Yesterday, I was watching a video about creating a teaching calendar (which I can’t share here because it’s part of a paid professional development package one of my universities subscribes to), and I heard some research findings that caught my attention. The study was conducted by the video presenter, B. Jean Mandernach, Executive Director of the Center for Innovation in Research and Teaching at Grand Canyon University, and her colleagues.

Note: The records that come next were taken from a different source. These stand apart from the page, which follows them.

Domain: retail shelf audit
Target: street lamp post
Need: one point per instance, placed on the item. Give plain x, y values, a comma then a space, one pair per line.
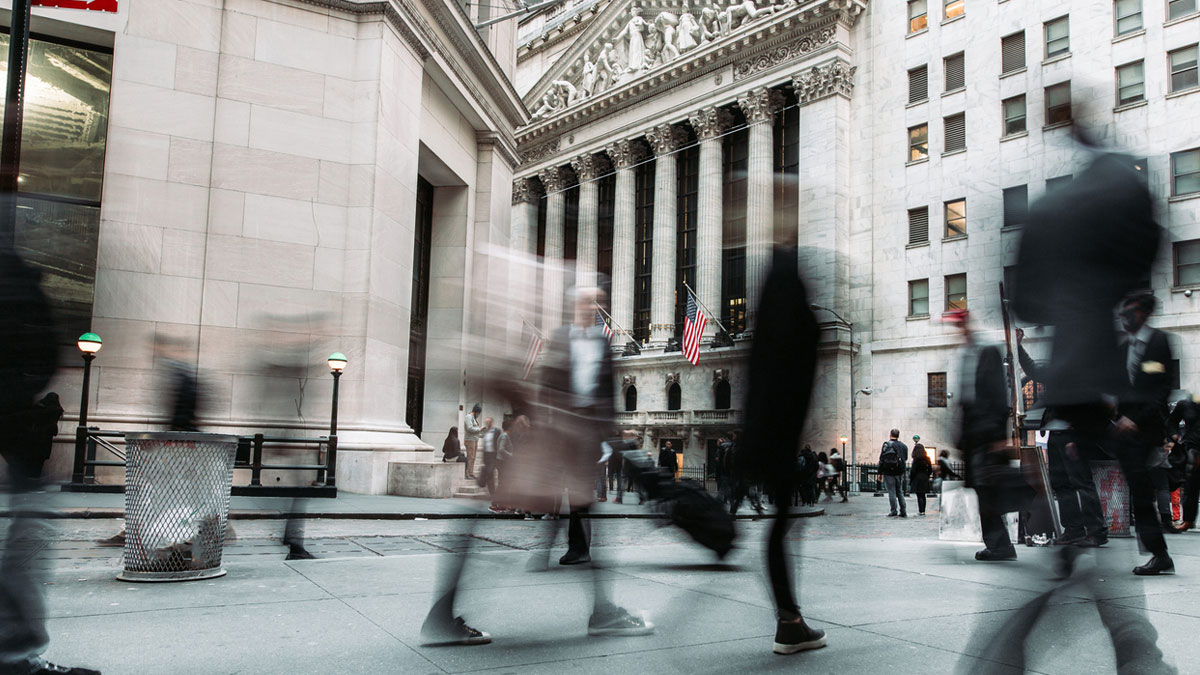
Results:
89, 344
336, 365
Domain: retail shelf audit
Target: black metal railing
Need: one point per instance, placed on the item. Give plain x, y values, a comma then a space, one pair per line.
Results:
251, 452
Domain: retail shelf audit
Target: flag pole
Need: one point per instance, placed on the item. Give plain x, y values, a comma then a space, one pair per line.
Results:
715, 318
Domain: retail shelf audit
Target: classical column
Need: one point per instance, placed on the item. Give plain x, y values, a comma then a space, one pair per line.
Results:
760, 107
587, 168
555, 181
624, 154
665, 139
708, 124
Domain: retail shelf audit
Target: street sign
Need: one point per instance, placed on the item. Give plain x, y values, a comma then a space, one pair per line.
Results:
94, 5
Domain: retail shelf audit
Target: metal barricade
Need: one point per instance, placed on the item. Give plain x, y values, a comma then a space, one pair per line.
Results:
177, 505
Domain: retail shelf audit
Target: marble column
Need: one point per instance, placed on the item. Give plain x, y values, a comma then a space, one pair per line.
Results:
665, 139
587, 168
555, 181
760, 107
623, 154
708, 125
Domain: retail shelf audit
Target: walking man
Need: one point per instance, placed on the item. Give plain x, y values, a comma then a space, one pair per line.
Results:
893, 458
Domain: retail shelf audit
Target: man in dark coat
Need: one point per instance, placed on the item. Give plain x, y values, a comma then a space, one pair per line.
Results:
781, 370
28, 360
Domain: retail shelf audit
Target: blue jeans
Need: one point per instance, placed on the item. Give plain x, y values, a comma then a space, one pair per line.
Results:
893, 484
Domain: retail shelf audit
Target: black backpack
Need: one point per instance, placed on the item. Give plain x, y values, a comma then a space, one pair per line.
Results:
889, 460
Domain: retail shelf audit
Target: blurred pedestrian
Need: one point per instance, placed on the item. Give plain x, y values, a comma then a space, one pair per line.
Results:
893, 458
28, 360
474, 429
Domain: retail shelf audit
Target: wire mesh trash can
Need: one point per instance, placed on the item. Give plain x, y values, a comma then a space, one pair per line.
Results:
177, 505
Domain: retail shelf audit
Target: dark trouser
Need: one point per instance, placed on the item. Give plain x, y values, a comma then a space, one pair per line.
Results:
1071, 476
779, 567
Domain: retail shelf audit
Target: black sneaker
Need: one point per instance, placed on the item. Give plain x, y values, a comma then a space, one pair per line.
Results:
791, 638
457, 633
618, 622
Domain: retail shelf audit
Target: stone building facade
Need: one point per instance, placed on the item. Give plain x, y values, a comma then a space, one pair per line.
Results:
898, 143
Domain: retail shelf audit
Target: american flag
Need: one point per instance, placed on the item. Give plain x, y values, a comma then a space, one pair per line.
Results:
600, 321
532, 352
693, 329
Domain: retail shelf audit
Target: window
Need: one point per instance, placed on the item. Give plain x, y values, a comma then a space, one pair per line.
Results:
1176, 9
955, 73
918, 297
955, 292
918, 143
1127, 16
1057, 37
955, 132
955, 217
1017, 205
918, 18
1186, 172
1131, 83
1183, 69
1014, 115
1012, 49
918, 84
1187, 263
1057, 103
918, 226
936, 389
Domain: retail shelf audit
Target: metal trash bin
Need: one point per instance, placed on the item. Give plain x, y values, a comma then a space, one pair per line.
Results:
177, 505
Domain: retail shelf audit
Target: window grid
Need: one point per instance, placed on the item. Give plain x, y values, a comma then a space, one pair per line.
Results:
918, 297
1057, 103
918, 142
1186, 172
918, 84
918, 226
1183, 69
955, 215
1057, 34
1127, 16
955, 132
955, 292
1014, 115
1012, 48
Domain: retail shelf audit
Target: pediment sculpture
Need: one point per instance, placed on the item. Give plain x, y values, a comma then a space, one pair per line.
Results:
645, 43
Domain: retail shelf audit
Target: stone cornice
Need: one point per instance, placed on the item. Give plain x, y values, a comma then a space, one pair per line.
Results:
832, 78
760, 39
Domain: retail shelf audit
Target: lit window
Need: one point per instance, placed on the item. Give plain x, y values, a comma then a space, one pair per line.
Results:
1131, 83
1057, 37
918, 143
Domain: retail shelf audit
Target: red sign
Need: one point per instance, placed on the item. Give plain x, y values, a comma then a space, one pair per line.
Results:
94, 5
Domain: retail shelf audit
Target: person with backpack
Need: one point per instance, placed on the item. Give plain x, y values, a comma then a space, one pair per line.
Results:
893, 458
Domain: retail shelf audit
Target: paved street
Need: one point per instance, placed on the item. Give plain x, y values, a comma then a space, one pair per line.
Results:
892, 597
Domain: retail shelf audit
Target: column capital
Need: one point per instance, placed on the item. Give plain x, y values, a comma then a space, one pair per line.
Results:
588, 166
709, 121
525, 191
666, 138
625, 153
833, 78
553, 179
761, 105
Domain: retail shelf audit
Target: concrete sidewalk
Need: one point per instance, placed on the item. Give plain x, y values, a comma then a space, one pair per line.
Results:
891, 596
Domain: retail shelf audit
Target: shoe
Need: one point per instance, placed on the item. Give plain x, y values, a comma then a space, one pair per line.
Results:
989, 555
791, 638
39, 665
457, 633
575, 557
1157, 565
618, 622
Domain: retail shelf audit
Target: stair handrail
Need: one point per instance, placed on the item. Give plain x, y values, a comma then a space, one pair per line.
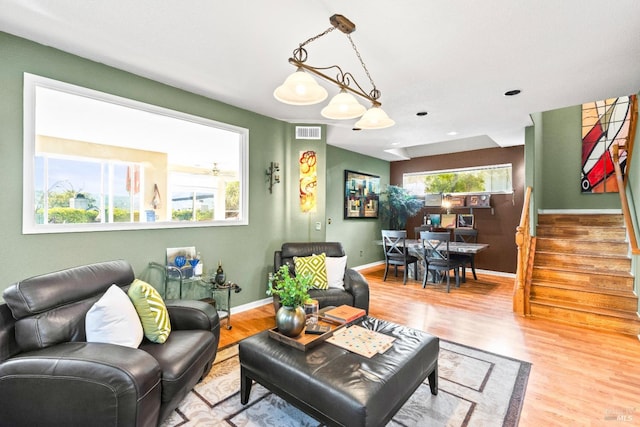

Here’s a summary: The research team approached a group of doctoral-level faculty who taught writing-heavy courses and asked them how long it took them, on average, to grade a paper. They monitored their grading time and came up with an average of one hour per paper. The researchers asked if they could lower this to 30 minutes. The faculty expressed doubt, but limited themselves to 30 minutes per paper. In a third round of grading, the faculty then limited themselves to 20 minutes per paper. Next, an objective rater scored the quality of the professors’ feedback, and there was no qualitative difference between the three sets of papers.
I’m just going to leave you with that. I think the data speaks for itself. I’ll simply say that as English professor who tends to reflexively equate more feedback with better teaching–but who feels overwhelmed by the volume of writing I have to respond to each week–I found these results to be encouraging. Let me know what you think! And if you’re not a teacher, could these findings apply to other areas of life?